# Snow Load



## fshr4life (Feb 7, 2009)

Just curious - as I watch the wet, heavy snow pile higher and higher on the roof of my 270BH right now, how much can a travel trailer withstand? When should I break out the ladder and try to start getting it off of there?

JD


----------



## clarkely (Sep 15, 2008)

fshr4life said:


> Just curious - as I watch the wet, heavy snow pile higher and higher on the roof of my 270BH right now, how much can a travel trailer withstand? When should I break out the ladder and try to start getting it off of there?
> 
> JD


There seems to be a lot of new campgrounds in Quebec, and i saw a lot of new campers with 2 feet of snow on their roofs, i wish i would have gotten a picture or two of that.

I did get a picture of an older class C with 2 feet on its roof.


----------



## Nathan (Jan 2, 2007)

If you're going to try to remove some, make sure you don't snag anything on the roof. It wouldn't be too hard to dislodge something and create a leak path....


----------



## battalionchief3 (Jun 27, 2006)

I had 2 feet ( probably a little more ) on mine and its fine. I checked inside last week and its all dry inside. I would recommend keeping your roof vents slightly open and not wide open ( assuming you have covers ) so snow does not get blown into them. If you do take some snow off I would be real carefully with that.


----------



## CamperAndy (Aug 26, 2004)

I removed snow last year when we had about 30" on the trailer. Not due to the snow but we had a forecast for heavy rain. The snow would have soaked up the rain and I did not want to think about what it would do. Had we had a warm spell without the rain forecast I would have left it alone.


----------



## Northern Wind (Nov 21, 2006)

I use a snow rake and clean it off when it gets to around 2 or 3 feet deep, and keep it even lower in the spring when there is chance of rain, never had a problem yet (knock on wood)


----------



## Just Add Dirt (May 5, 2009)

Mine has a pretty deep load on it; It'll be summer before I can get it out

__
Image uploading. Refresh page to view


----------



## Piecemaker (Nov 15, 2007)

fshr4life said:


> Just curious - as I watch the wet, heavy snow pile higher and higher on the roof of my 270BH right now, how much can a travel trailer withstand? When should I break out the ladder and try to start getting it off of there?
> 
> JD


JD

I would guess this question came up since we are no doubt both in the Nor'easter.

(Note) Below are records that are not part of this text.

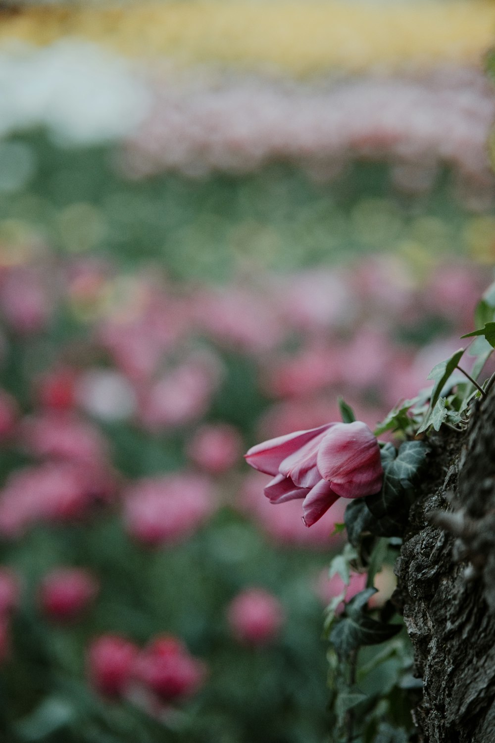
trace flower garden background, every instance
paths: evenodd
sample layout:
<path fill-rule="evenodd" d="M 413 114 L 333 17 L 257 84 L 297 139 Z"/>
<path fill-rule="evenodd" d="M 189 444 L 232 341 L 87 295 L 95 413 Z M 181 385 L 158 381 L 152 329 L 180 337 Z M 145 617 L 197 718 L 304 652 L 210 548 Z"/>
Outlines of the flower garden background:
<path fill-rule="evenodd" d="M 373 429 L 471 329 L 494 25 L 454 0 L 0 10 L 2 740 L 334 740 L 341 501 L 308 529 L 242 455 L 338 396 Z M 387 704 L 374 743 L 407 740 Z"/>

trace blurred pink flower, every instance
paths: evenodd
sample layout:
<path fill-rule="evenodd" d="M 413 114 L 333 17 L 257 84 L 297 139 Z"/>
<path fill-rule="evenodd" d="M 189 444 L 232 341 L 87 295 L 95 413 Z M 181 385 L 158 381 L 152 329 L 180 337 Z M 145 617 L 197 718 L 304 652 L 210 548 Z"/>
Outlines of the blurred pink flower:
<path fill-rule="evenodd" d="M 53 309 L 47 277 L 30 266 L 14 266 L 0 276 L 0 311 L 16 333 L 43 330 Z"/>
<path fill-rule="evenodd" d="M 0 441 L 14 432 L 19 409 L 12 395 L 0 389 Z"/>
<path fill-rule="evenodd" d="M 91 685 L 105 696 L 123 694 L 129 686 L 139 649 L 119 635 L 93 640 L 86 655 Z"/>
<path fill-rule="evenodd" d="M 255 354 L 272 348 L 283 337 L 276 306 L 254 290 L 230 287 L 221 292 L 200 291 L 194 318 L 214 340 Z"/>
<path fill-rule="evenodd" d="M 98 590 L 98 582 L 88 571 L 58 568 L 44 577 L 39 586 L 39 604 L 50 619 L 71 621 L 88 609 Z"/>
<path fill-rule="evenodd" d="M 275 476 L 264 489 L 272 503 L 304 499 L 306 526 L 339 496 L 361 498 L 381 487 L 378 441 L 359 421 L 279 436 L 252 447 L 245 457 L 255 470 Z"/>
<path fill-rule="evenodd" d="M 0 567 L 0 617 L 19 606 L 21 585 L 19 577 L 10 568 Z"/>
<path fill-rule="evenodd" d="M 264 374 L 266 392 L 276 396 L 302 396 L 341 382 L 342 363 L 338 347 L 312 344 L 297 354 L 278 354 Z"/>
<path fill-rule="evenodd" d="M 215 356 L 191 357 L 144 392 L 138 414 L 141 424 L 157 432 L 197 420 L 208 410 L 220 377 Z"/>
<path fill-rule="evenodd" d="M 246 645 L 265 645 L 274 640 L 283 623 L 280 601 L 262 588 L 246 588 L 238 594 L 227 609 L 227 620 L 234 637 Z"/>
<path fill-rule="evenodd" d="M 35 383 L 37 400 L 44 408 L 68 410 L 74 404 L 75 369 L 60 366 Z"/>
<path fill-rule="evenodd" d="M 203 684 L 205 664 L 194 658 L 177 637 L 157 637 L 142 650 L 135 661 L 134 678 L 148 687 L 163 701 L 191 696 Z"/>
<path fill-rule="evenodd" d="M 138 480 L 124 494 L 126 529 L 148 545 L 174 544 L 187 539 L 213 508 L 209 481 L 199 475 Z"/>
<path fill-rule="evenodd" d="M 0 535 L 12 539 L 39 521 L 81 518 L 114 490 L 110 474 L 87 464 L 45 462 L 18 470 L 0 490 Z"/>
<path fill-rule="evenodd" d="M 66 459 L 104 467 L 108 445 L 99 429 L 76 414 L 47 410 L 24 418 L 20 425 L 24 446 L 34 456 Z"/>
<path fill-rule="evenodd" d="M 197 467 L 212 475 L 219 475 L 237 462 L 242 444 L 242 437 L 233 426 L 211 424 L 196 430 L 187 451 Z"/>
<path fill-rule="evenodd" d="M 278 283 L 284 319 L 304 333 L 327 333 L 352 315 L 355 303 L 343 271 L 301 270 Z"/>
<path fill-rule="evenodd" d="M 344 602 L 350 601 L 353 596 L 364 590 L 367 578 L 366 573 L 351 573 L 349 585 L 346 585 L 338 573 L 329 578 L 328 568 L 325 568 L 318 578 L 316 593 L 325 606 L 336 596 L 344 594 L 344 600 L 335 609 L 335 614 L 341 614 L 344 611 Z"/>
<path fill-rule="evenodd" d="M 355 394 L 373 385 L 381 387 L 388 378 L 393 354 L 391 340 L 382 331 L 361 325 L 338 351 L 342 378 Z"/>

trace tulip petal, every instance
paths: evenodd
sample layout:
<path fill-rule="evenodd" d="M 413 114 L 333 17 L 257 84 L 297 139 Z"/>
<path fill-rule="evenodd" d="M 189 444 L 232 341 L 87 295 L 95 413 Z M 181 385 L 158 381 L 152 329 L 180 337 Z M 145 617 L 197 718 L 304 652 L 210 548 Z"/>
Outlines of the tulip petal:
<path fill-rule="evenodd" d="M 338 496 L 333 492 L 330 482 L 320 480 L 303 501 L 303 521 L 306 526 L 312 526 L 338 499 Z"/>
<path fill-rule="evenodd" d="M 324 437 L 317 466 L 332 490 L 342 498 L 377 493 L 383 479 L 380 447 L 366 424 L 337 424 Z"/>
<path fill-rule="evenodd" d="M 244 458 L 255 470 L 259 470 L 267 475 L 276 475 L 281 461 L 318 434 L 327 431 L 332 425 L 334 424 L 327 424 L 308 431 L 295 431 L 295 433 L 289 433 L 285 436 L 270 438 L 268 441 L 252 447 L 244 455 Z"/>
<path fill-rule="evenodd" d="M 309 490 L 306 487 L 298 487 L 290 478 L 277 475 L 265 487 L 265 495 L 271 503 L 285 503 L 296 498 L 305 498 Z"/>
<path fill-rule="evenodd" d="M 314 487 L 321 479 L 316 466 L 319 446 L 329 428 L 335 424 L 328 424 L 324 429 L 309 441 L 306 441 L 296 451 L 289 454 L 278 467 L 278 471 L 289 477 L 300 487 Z"/>

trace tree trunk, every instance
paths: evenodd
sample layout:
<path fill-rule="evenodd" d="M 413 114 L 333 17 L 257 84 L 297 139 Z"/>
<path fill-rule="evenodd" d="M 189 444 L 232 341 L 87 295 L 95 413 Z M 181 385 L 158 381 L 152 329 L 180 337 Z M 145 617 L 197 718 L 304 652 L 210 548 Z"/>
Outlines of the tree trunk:
<path fill-rule="evenodd" d="M 445 427 L 445 426 L 444 426 Z M 495 386 L 432 440 L 396 566 L 423 694 L 421 743 L 495 742 Z"/>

My thoughts are that if my tt can hold the 3 full tanks,water, black and grey, about 130 gallons and they say I can sleep up to 7-8+ people then 2 feet of snow with empty tanks and no people would near equal out. They say an inch of rain equals a foot of snow. So 2 feet of snow is like 2 inches of rain. Maybe someone will step forward with the math end of it. I used to worry about it but don't anymore.

( i took up flyfishing last year. PM me if you like)

Brian


----------



## Nathan (Jan 2, 2007)

Piecemakers said:


> Just curious - as I watch the wet, heavy snow pile higher and higher on the roof of my 270BH right now, how much can a travel trailer withstand? When should I break out the ladder and try to start getting it off of there?
> 
> JD


JD

I would guess this question came up since we are no doubt both in the Nor'easter.

My thoughts are that if my tt can hold the 3 full tanks,water, black and grey, about 130 gallons and they say I can sleep up to 7-8+ people then 2 feet of snow with empty tanks and no people would near equal out. They say an inch of rain equals a foot of snow. So 2 feet of snow is like 2 inches of rain. Maybe someone will step forward with the math end of it. I used to worry about it but don't anymore.

( i took up flyfishing last year. PM me if you like)

Brian
[/quote]
The concern wouldn't be tires and springs, but rather the roof. So 2" deep x 8' wide x 28' long is 37.33 cubic feet of water (~1 cubic meter for those of you from the north...







) That's ~280 gallons at a weight of 8 lbs/ gallon. giving you a grand total of 2,240 lbs!!!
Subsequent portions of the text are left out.